I’ve learned that this line of thinking shapes my reality. In these moments, my focus shifts from what I know is the best course of action to outside factors that ultimately don’t matter. This is a choice. We choose in these moments to make ourselves powerless in the face of looming possibilities. Truth is, there will always be a “what if” that could stop you. We regain our power by adjusting our perspectives and pursuing peace. Take comfort in knowing that in spite of push back, you are doing what’s best.
In my Language: I firmly believe that our words have power. Knowing this, I try to be mindful of how I speak about a situation (although I do fall short sometimes). Recently, I noticed that most of my relationship poems paint me as the victim. Everything that transpired “happened to me” as if I wasn’t an active part of how things played out. Essentially, my language reflected my view of self. I saw myself as powerless.
It’s laughable now, but I used to think I didn’t have much control over my love life. In other areas, I could make things happen, but when it came to love, I was waiting for the “right” person to come along. I would say things like, “it’s hard for independent women to find a man,” or “men have it easier than women.” While that was my reality at the time, it wasn’t the whole truth. I wasn’t powerless back then, I just wasn’t ready for the relationship I wanted. I had work to do, but I didn’t know it, so I blamed the world for dealing me bad cards.
We have more power than we know. When I started really working on myself, the quality of people I attracted changed, and not just in relationships but in business and friendships as well. Watch your language.

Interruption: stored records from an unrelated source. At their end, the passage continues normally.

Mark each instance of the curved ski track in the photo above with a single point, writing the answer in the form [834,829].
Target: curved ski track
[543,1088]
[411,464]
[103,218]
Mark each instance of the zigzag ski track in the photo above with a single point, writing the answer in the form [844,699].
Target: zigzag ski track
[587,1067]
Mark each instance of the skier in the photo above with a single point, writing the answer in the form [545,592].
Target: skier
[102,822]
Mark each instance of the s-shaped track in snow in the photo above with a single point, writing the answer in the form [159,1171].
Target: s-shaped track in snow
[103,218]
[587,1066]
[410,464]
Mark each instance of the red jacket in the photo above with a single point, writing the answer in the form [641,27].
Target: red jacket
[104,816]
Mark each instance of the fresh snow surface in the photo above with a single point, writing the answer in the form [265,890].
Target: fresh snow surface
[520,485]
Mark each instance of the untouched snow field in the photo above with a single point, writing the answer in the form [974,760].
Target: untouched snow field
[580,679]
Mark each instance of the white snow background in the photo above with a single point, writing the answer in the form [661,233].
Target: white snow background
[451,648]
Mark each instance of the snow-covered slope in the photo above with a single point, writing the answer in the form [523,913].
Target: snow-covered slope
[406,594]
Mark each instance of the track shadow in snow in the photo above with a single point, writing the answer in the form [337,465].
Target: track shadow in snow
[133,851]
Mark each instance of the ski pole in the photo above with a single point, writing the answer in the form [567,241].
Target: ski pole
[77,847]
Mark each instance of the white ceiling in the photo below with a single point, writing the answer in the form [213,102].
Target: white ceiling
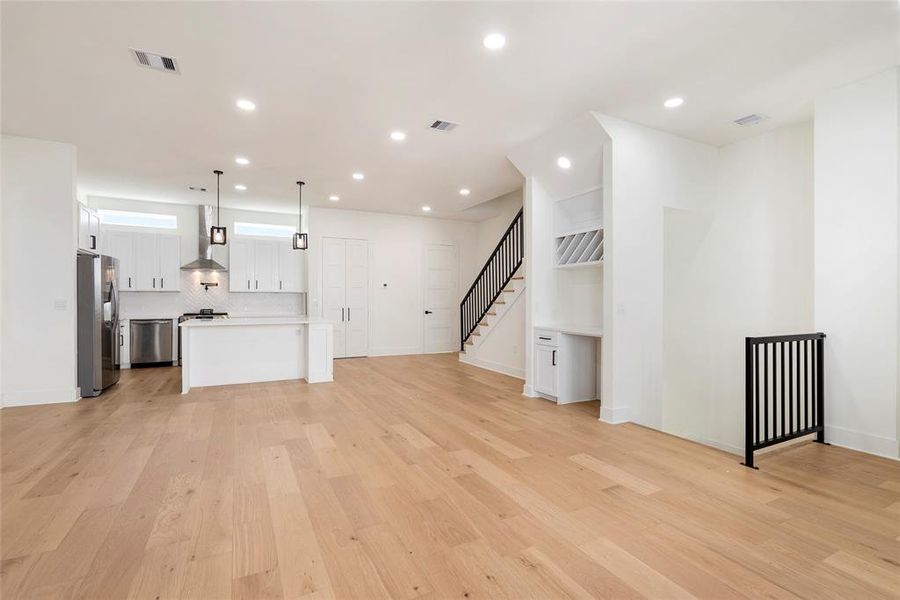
[331,80]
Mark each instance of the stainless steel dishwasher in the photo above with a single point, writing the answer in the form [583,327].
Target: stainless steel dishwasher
[151,341]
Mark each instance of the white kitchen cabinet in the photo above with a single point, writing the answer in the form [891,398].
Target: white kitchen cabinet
[265,265]
[157,262]
[120,245]
[240,265]
[88,230]
[169,267]
[345,275]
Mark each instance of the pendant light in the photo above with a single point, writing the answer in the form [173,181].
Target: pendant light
[217,235]
[301,240]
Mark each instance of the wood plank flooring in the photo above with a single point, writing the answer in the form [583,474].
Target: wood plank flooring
[419,477]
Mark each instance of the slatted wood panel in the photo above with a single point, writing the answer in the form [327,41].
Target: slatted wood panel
[419,477]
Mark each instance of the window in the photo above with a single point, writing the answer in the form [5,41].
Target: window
[264,229]
[132,219]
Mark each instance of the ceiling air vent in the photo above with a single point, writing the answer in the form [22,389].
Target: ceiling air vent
[156,61]
[750,120]
[443,126]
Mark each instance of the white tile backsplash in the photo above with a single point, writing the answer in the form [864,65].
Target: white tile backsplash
[193,297]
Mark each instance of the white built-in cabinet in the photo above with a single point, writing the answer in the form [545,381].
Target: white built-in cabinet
[88,230]
[265,265]
[148,262]
[345,287]
[565,365]
[546,372]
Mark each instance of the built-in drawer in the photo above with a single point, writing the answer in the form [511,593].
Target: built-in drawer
[545,337]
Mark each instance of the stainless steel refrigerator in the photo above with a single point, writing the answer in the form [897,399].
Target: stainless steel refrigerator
[99,343]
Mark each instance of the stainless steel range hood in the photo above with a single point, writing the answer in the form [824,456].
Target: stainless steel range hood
[205,262]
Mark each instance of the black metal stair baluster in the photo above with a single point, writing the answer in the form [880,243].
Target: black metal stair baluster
[766,392]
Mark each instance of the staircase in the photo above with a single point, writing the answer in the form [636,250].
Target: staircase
[497,285]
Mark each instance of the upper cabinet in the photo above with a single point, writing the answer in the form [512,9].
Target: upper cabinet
[265,265]
[148,262]
[120,244]
[88,230]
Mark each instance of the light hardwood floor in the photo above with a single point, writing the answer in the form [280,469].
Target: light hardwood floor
[419,477]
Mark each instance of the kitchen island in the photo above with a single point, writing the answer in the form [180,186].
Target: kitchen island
[248,350]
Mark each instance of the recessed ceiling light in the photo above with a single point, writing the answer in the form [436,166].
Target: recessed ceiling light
[494,41]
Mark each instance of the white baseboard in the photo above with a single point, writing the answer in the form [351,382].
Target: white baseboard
[37,397]
[614,415]
[725,447]
[864,442]
[492,366]
[396,351]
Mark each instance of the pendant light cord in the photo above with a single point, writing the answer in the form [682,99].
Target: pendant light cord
[218,205]
[300,185]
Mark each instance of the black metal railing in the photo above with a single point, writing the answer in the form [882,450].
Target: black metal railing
[493,278]
[785,390]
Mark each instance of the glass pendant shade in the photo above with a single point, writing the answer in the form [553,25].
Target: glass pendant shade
[218,236]
[301,240]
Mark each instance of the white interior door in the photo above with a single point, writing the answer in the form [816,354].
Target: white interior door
[439,321]
[357,298]
[334,290]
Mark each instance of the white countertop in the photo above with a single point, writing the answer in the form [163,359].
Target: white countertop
[240,321]
[574,329]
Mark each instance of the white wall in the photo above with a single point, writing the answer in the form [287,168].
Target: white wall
[739,266]
[396,244]
[192,296]
[38,271]
[856,270]
[490,230]
[650,170]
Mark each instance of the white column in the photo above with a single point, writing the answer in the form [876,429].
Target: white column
[856,262]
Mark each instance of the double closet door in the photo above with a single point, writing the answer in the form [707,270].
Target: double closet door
[345,290]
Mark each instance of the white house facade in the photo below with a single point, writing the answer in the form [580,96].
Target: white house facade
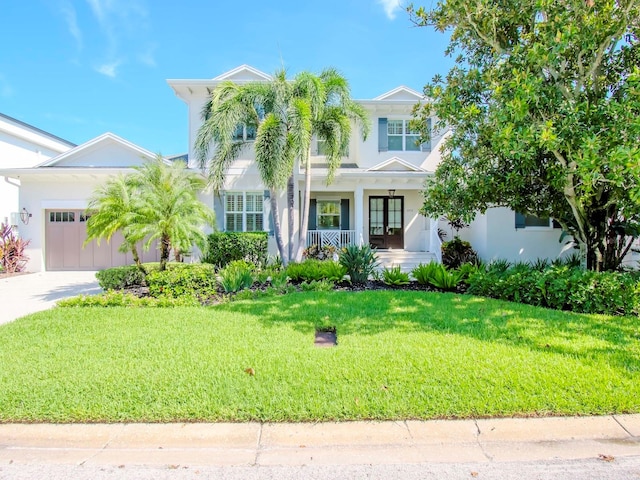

In my Action: I have a horrible habit of not cutting off relationships or people. I will gladly let distance come between us, be passive aggressive, or wait until something happens. This is because I value the other person’s perspective (how they will take it) more than my peace (what I know is best). It sounds absurd, but I’ve struggled heavily in this area because I don't trust myself. I have to remind myself daily that I don’t really owe anyone an explanation. At any given moment, we are capable of ending what does not serve us no matter the cost or feedback. I'm working on this.
As we enter Women’s History Month, may the words of our elders and ancestors guide and ground us. We are powerful, and it’s time to act accordingly.